Kanni is a 2024 Indian Marathi-language romantic comedy-drama film directed and written by Sameer Joshi and produced by Amit Bhargad, Gagan Meshram, Vaibhav Bhor and Sunny Rajani. The film stars Hruta Durgule, Shubhankar Tawde, Ajinkya Raut, Vallari Viraj, and Rishi Manohar in the leading roles.

== Plot ==
In the heart of London, Kalyani, a young woman from rural Maharashtra, India. After losing her job, she concocts a risky scheme with her housemates to marry a British citizen for financial stability. As bonds are strained and relationships jeopardized, Kalyani discovers that genuine success and fulfillment come from confronting inner fears. She learns that the road to a meaningful existence is paved with resilience rather than precarious shortcuts.

== Cast ==

- Hruta Durgule as Kalyani Revandikar
- Ajinkya Raut as Nihal Hooda
- Shubhankar Tawde as Soham Kalsekar
- Rishi Manohar as Bhushan
- Vallari Viraj as Neha
- Deidre Rose as Vicky
- Elloise Thomson as Nicole
- Sanjay Batra as Neighbour
- Rubina Hula as Fufi

== Production ==
The principal photography commenced in London in October 2022.

== Release ==
The film was theatrically released on 8 March 2024 throughout Maharashtra, coinciding International Women's Day.

== Reception ==
Anub George of The Times of India rated 3 stars out of 5 stars and wrote "the film's ending is fairly predictable, it does put a smile on your face, making this a great film to watch with your family.
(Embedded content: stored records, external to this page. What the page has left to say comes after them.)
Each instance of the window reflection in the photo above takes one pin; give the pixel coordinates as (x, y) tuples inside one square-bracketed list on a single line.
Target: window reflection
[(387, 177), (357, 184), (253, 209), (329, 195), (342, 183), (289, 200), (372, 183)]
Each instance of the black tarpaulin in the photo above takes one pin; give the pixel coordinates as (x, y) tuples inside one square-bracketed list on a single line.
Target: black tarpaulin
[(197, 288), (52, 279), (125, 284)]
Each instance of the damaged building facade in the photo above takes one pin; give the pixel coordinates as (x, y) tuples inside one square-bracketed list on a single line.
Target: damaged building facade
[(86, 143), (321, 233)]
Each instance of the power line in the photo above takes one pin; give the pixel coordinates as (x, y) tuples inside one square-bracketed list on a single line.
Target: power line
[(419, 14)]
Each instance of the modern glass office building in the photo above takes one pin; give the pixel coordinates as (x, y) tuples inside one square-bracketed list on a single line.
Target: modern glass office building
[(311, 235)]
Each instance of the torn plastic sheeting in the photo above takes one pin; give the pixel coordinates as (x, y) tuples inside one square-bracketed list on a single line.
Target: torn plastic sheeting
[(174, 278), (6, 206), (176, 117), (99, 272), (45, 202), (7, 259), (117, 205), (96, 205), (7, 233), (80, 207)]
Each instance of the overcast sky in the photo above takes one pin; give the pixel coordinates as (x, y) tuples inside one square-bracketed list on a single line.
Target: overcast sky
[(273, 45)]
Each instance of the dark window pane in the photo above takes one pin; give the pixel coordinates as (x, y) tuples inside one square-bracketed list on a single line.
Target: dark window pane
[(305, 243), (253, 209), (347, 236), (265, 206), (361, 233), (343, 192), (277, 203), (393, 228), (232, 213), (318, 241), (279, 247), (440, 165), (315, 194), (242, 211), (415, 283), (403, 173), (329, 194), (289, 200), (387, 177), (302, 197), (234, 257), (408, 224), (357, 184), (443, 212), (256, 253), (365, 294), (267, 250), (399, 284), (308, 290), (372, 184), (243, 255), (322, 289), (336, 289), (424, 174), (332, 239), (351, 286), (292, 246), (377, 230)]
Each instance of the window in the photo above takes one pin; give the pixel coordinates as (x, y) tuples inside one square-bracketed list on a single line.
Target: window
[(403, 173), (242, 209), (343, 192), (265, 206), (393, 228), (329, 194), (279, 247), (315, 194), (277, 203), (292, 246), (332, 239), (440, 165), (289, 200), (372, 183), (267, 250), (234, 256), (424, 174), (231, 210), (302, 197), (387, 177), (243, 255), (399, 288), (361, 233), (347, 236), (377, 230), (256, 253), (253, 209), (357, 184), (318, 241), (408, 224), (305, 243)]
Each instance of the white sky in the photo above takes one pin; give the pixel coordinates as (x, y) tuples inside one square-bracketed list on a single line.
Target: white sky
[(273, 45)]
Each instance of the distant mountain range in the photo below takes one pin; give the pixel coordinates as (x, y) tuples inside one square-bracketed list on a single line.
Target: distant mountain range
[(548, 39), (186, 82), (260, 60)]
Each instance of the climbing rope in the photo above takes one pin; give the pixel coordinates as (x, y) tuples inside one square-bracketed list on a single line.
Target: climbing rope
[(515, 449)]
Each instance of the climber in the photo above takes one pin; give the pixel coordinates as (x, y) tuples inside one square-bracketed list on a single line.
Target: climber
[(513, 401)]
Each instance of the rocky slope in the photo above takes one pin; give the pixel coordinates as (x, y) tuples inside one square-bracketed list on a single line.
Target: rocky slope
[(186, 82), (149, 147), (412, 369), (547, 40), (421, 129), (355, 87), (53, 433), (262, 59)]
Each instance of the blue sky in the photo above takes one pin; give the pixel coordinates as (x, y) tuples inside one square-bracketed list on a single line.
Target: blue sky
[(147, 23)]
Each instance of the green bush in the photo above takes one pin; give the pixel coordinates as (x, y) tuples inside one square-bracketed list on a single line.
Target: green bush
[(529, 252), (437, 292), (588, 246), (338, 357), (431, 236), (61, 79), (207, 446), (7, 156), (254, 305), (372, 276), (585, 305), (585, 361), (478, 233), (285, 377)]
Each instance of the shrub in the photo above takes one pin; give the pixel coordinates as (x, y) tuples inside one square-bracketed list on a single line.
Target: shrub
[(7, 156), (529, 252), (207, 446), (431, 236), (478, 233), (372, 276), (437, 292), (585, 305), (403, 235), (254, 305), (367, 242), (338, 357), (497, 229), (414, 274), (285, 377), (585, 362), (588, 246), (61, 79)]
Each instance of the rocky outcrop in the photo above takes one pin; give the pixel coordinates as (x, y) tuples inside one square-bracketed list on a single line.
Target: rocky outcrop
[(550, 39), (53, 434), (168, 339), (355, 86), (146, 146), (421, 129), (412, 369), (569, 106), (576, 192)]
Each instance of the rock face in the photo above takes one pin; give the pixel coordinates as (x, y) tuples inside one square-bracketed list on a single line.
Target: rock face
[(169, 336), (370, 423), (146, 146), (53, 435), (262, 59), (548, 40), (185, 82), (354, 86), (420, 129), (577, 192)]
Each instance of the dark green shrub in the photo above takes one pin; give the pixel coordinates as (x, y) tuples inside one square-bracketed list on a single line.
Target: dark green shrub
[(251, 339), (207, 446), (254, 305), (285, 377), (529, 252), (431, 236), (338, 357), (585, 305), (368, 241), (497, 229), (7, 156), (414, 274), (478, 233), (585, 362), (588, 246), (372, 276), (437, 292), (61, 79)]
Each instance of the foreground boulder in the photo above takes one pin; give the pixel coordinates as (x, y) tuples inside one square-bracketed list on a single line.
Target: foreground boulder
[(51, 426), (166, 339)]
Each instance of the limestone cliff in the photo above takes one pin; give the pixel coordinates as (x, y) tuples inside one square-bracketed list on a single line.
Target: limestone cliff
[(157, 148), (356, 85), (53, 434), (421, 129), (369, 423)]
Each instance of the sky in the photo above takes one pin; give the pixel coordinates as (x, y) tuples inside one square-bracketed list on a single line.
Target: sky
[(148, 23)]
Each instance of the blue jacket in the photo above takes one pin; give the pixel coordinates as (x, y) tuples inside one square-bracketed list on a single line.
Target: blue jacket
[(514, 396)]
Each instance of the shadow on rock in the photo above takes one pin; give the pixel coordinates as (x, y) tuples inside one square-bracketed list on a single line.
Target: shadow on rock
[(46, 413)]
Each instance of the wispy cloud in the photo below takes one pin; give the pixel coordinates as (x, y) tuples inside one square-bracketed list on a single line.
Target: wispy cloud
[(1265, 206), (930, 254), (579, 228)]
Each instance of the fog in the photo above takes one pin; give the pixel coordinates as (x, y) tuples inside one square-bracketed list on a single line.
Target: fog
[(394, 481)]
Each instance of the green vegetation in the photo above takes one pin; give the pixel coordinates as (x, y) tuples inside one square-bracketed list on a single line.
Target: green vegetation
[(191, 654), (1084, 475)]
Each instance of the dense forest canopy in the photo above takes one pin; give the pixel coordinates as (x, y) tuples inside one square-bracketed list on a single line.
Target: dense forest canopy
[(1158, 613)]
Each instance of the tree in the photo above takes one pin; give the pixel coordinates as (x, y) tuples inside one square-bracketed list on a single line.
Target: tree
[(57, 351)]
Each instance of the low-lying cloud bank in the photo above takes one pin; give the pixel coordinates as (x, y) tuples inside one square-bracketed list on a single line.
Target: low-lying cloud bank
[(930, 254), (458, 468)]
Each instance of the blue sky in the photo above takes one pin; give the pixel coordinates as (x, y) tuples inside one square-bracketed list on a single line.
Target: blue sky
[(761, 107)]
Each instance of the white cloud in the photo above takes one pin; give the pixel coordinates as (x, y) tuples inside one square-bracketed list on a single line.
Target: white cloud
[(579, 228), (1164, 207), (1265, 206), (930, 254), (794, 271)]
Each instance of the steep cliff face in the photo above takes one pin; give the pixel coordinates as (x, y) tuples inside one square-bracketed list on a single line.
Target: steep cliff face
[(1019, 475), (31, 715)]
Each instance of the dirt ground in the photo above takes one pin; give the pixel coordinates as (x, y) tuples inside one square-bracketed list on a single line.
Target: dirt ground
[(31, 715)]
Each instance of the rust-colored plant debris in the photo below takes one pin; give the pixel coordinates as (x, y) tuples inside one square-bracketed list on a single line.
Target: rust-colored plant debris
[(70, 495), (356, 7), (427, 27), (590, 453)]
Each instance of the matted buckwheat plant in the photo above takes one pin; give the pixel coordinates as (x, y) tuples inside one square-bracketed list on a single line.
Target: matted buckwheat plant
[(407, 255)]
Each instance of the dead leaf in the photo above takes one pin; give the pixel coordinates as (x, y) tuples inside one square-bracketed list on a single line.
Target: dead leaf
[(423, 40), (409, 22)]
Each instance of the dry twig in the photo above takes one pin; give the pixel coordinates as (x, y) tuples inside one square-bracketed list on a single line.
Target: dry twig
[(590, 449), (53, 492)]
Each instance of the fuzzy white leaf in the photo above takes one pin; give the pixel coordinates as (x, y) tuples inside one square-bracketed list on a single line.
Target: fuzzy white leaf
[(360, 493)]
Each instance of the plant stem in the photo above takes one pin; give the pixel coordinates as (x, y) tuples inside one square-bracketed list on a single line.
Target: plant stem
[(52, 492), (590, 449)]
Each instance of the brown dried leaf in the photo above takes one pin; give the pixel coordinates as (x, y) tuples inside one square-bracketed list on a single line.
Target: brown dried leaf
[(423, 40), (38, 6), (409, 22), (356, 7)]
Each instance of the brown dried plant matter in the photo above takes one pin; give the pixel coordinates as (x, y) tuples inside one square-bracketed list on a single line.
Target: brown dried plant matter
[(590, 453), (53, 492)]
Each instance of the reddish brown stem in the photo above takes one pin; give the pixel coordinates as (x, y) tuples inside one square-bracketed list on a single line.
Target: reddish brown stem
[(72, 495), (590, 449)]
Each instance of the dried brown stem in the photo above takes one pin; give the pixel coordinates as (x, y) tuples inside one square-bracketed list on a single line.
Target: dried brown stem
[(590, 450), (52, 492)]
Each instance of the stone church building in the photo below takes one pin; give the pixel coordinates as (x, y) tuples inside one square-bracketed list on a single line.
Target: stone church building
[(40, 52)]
Expect laughter, drama, romance, some tears and a whole lot of fun too." Sanjay Ghaware of Lokmat rated 2.5 stars out of 5 stars and wrote: "the film has its strengths, such as strong performances and meaningful dialogues, there are areas where it could improve, particularly in pacing and screenplay humor."